A member of the Upper Mattaponi Tribe of the Powhatan Nation, Azocar is the director of the Center for Integration and Improvement of Journalism at San Francisco State University, which examines media coverage of people of color, including Native Americans. She said more insightful, fair coverage is needed, including stories that deal with Native Americans' health.

Health coverage that worked

However, there have been some noticeable examples of coverage of Native American health issues over the last decade. In 2007, Laura Sullivan of National Public Radio reported on Native American women who suffer sexual assaults and must deal with the aftermath, which led to Senate hearings and a bill that would facilitate prosecutions. Graciela Sevilla did some of the earliest stories on the diabetes problem among the Pimas in her 1997 series in The Arizona Republic.

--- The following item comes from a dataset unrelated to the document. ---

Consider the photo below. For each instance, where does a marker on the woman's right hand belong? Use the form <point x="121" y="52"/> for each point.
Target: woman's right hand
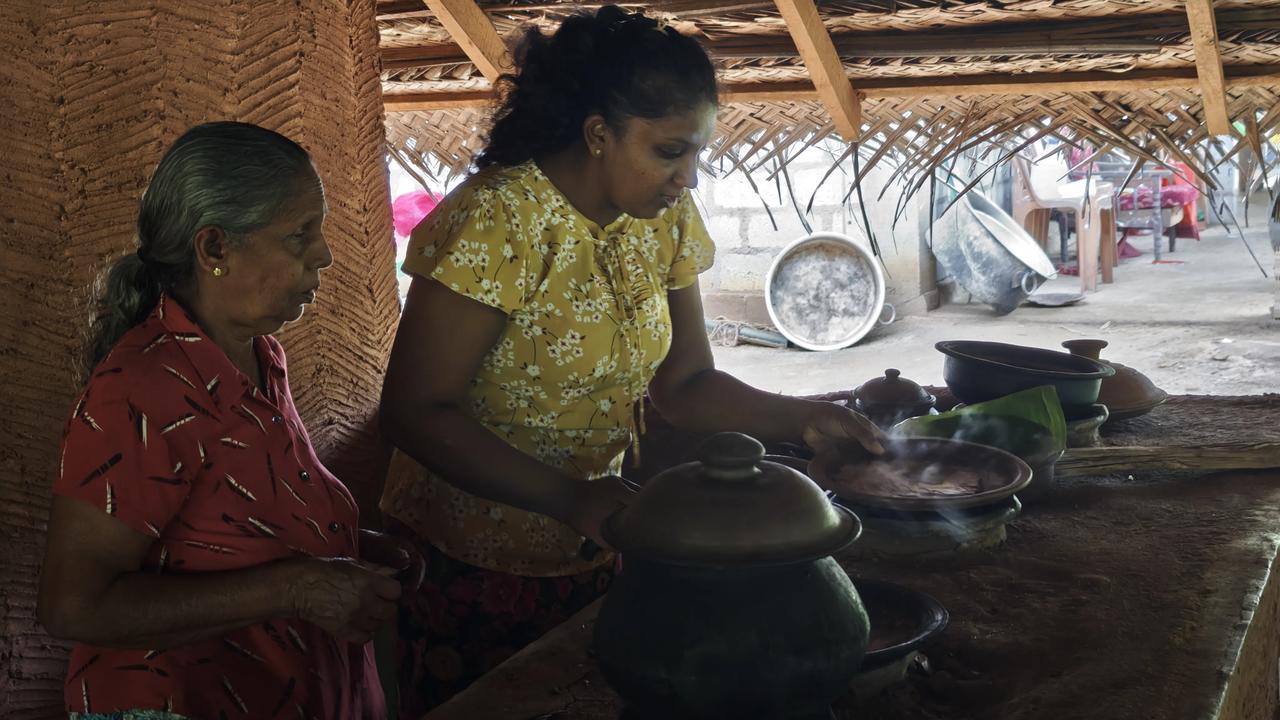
<point x="344" y="597"/>
<point x="593" y="501"/>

Over the years, Kara Briggs, a Yakama journalist, formerly with The Oregonian, has reported on health issues that affect Native Americans and has chronicled her own battle with breast cancer in columns in Indian Country Today, an online news publication. And, in a series of articles in 2007, Judy Pasternak of the Los Angeles Times focused on the decades-long environmental fallout that led to the uranium poisoning of Navajos in Arizona. Pasternak's award-winning series, called "Blighted Homeland," chronicled the impact on the health of Navajos of the 3.9 million tons of uranium ore that were dug and blasted from Navajo soil from 1944 to 1986. She reported how Navajos inhaled radioactive dust, drank contaminated water and used the rocks excavated from mines and mills to build their homes. And she wrote how many, as a result, came down with a mysterious wasting – and incurable – illness that some dubbed "Navajo neuropathy."

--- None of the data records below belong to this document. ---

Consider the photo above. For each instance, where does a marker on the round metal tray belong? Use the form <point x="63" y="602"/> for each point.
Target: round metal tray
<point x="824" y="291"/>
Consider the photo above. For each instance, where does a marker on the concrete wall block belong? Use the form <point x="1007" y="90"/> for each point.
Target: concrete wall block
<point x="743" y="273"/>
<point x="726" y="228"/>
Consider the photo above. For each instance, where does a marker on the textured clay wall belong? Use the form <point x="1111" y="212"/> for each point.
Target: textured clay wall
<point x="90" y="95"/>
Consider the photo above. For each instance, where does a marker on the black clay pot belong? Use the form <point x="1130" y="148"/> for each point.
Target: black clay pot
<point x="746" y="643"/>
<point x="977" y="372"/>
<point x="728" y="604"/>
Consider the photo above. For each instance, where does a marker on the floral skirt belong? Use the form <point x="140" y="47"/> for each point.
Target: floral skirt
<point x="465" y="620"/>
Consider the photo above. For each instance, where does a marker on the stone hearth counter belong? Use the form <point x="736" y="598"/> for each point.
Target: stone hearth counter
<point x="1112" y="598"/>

For a non-Native American reporter like Pasternak, the reporting and writing of her multi-part series was a challenge. She spent time researching the Navajo culture and then spent months on the reservation talking to people and winning their trust. She navigated the Indian Health Service bureaucracy with the help of Freedom of Information Act filings and willing sources inside and outside the agency. She persuaded family members to sign medical releases and remained persistent in her interviews even as she was mindful of being in an unfamiliar culture with different traditions. "The main key was to be patient," said Pasternak, who left the Times' Washington bureau in 2008 and is turning her series into a book. Pasternak took pains not to pretend that she knew more about Navajo culture than she actually did or to assume that she knew how people felt about their plight and the circumstances that made them and their families ill – a mistake she made once with a tribal member.

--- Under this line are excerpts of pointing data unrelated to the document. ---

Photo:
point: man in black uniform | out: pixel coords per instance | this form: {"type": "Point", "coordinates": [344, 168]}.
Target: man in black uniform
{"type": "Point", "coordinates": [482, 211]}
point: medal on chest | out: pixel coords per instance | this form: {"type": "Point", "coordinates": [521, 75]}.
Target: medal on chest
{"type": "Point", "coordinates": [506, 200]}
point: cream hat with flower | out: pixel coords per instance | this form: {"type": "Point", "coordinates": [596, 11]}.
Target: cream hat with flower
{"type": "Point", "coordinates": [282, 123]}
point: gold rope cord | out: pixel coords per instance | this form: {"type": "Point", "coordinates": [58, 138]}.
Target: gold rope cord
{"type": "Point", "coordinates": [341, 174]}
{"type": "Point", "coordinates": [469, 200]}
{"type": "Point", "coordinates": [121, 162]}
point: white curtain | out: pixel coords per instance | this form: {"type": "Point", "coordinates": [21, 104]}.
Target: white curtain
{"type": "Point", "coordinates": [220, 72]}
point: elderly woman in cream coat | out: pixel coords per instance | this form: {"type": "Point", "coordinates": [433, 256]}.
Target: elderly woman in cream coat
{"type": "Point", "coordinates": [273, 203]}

"He was right," Pasternak said of the Navajo man who set her straight about assumptions she was making. "That kind of reinforced to me that I was in another country, and I needed to understand that. It's a different culture, and I wasn't going to become an expert just being there a short time."

Brian Bull, the radio journalist of Nez Perce ancestry, notes that non-Native American journalists often unwittingly buy into stereotypes they have seen on television and in other media. They must be careful not to adopt the mindset that views Native Americans as people defined only by their struggles with alcoholism or drug abuse or disease, he says. He advises reporters to look at the efforts being made to cope with or solve those problems. But Bull added that it's not easy, even for a Native American reporter, to tell health stories, especially if they conflict with tradition or culture.

In one radio story, Bull reported on an effort to increase the small number of organ donors in South Dakota's Native American community, even though the push conflicted with long-held Lakota spiritual beliefs that advise against leaving part of one's body on the Earth after death. The smoking story was uncomfortable to do, but necessary, he said.

"What I liked about that story is that it's unique," said Bull. "It was the Native community confronting itself, and the story took a cultural, non-blaming approach."

Victor Merina, a former Los Angeles Times staff writer, is a senior fellow at the USC Annenberg Institute for Justice and Journalism and special projects editor and reporter for Reznet, a Native American news, information and entertainment Web site.